De invloed van opa en oma
Geloofsopvoeding gebeurt in de eerste plaats door ouders. Daarnaast spelen grootouders een belangrijke rol in de geloofsopvoeding, vooral als de ouders daar weinig of geen invulling aan geven. En in het geloofsleven van de grootouders zelf kunnen ook veranderingen gaande zijn.

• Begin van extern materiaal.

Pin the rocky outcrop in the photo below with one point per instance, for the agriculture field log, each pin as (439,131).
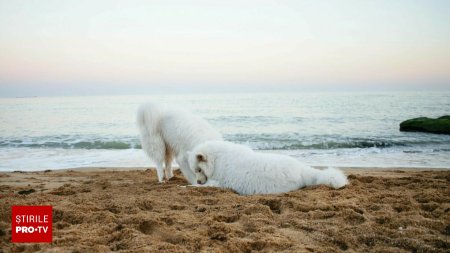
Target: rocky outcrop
(437,126)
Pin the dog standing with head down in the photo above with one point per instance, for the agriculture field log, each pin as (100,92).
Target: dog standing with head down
(237,167)
(168,133)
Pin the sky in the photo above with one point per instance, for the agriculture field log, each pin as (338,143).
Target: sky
(50,48)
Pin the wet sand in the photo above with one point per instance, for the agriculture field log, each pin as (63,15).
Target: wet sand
(127,210)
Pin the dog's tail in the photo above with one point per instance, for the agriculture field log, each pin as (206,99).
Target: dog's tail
(148,117)
(332,177)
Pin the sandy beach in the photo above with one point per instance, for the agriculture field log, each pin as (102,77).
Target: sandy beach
(127,210)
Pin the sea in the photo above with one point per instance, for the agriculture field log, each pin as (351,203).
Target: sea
(339,129)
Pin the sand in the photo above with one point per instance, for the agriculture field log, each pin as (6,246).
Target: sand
(103,210)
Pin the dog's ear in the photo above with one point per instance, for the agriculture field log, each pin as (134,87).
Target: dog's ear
(201,157)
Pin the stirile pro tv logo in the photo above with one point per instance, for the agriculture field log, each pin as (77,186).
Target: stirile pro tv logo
(31,224)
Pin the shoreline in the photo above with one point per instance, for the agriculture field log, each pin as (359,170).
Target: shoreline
(344,168)
(104,209)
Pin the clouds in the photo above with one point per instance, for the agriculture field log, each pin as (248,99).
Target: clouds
(221,43)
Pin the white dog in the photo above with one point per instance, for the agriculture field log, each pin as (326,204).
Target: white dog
(228,165)
(167,133)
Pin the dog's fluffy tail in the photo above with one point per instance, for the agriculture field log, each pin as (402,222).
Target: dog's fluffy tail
(332,177)
(148,116)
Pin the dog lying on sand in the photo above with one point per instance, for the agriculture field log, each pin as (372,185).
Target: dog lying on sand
(167,133)
(228,165)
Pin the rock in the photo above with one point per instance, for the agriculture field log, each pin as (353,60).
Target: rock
(438,126)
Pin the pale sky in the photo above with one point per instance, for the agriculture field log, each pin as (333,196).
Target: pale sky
(142,47)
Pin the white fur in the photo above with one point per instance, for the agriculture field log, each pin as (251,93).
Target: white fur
(229,165)
(167,133)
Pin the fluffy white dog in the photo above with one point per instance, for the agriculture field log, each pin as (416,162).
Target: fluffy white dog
(167,133)
(228,165)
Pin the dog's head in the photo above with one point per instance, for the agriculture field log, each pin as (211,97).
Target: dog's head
(200,164)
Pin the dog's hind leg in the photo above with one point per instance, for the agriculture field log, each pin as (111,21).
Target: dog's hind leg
(168,163)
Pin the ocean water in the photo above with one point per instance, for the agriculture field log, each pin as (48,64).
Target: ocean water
(320,129)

Grootouders kunnen een belangrijke plaats innemen in het leven van kleinkinderen. Ik zie dat gebeuren in onze woonplaats Garderen. Ook zie ik dat rond de leeftijd van zestig jaar er op geloofsgebied van alles gaande kan zijn: tot geloof komen of juist afhaken als de kinderen de deur uit zijn. Tevens valt mij op dat grootouders soms negatief spreken over de geloofsopvoeding die zij zelf gehad hebben. Hoe werkt dat door in wat ze aan hun kinderen hebben meegegeven? Werkt dat nog door als ze elke week op de kleinkinderen passen?
Geloofsontwikkeling
De theoloog J.W. Fowler was de eerste die geloofsontwikkeling in kaart bracht. Hij publiceerde in 1981 een model waarbij hij geloofsontwikkeling zag als een proces met zes opeenvolgende stadia. Je kunt van de ene naar de andere fase gaan, maar ook terugvallen. Zo gebruikt een kind veel fantasie rondom het denken over God. Als er meer kennis over God komt, kan het denken over God veranderen.
Godsbeeld
Onder godsbeeld wordt verstaan hoe een mens zich voelt ten opzichte van God en hoe een mens denkt dat God over hem denkt. Een godsbeeld wordt al van jongs af aan opgebouwd. Als een kind zingt ‘’k Stel mijn vertrouwen op de Heer, mijn God, want in Zijn hand ligt heel mijn levenslot’, weet het dat God bestaat (cognitief) en kan het zich veilig voelen (emotioneel). Een godsbeeld bestaat uit bewuste en onbewuste gevoelens en gedachten. Wanneer iemand ouder mag worden, worden nieuwe ervaringen toegevoegd. Het is echter niet duidelijk hoe vroegere ervaringen blijven doorwerken. Als je in je kindertijd hebt ervaren dat je bang moet zijn voor God, raak je dat kwijt of blijft dat ergens tussendoor sijpelen?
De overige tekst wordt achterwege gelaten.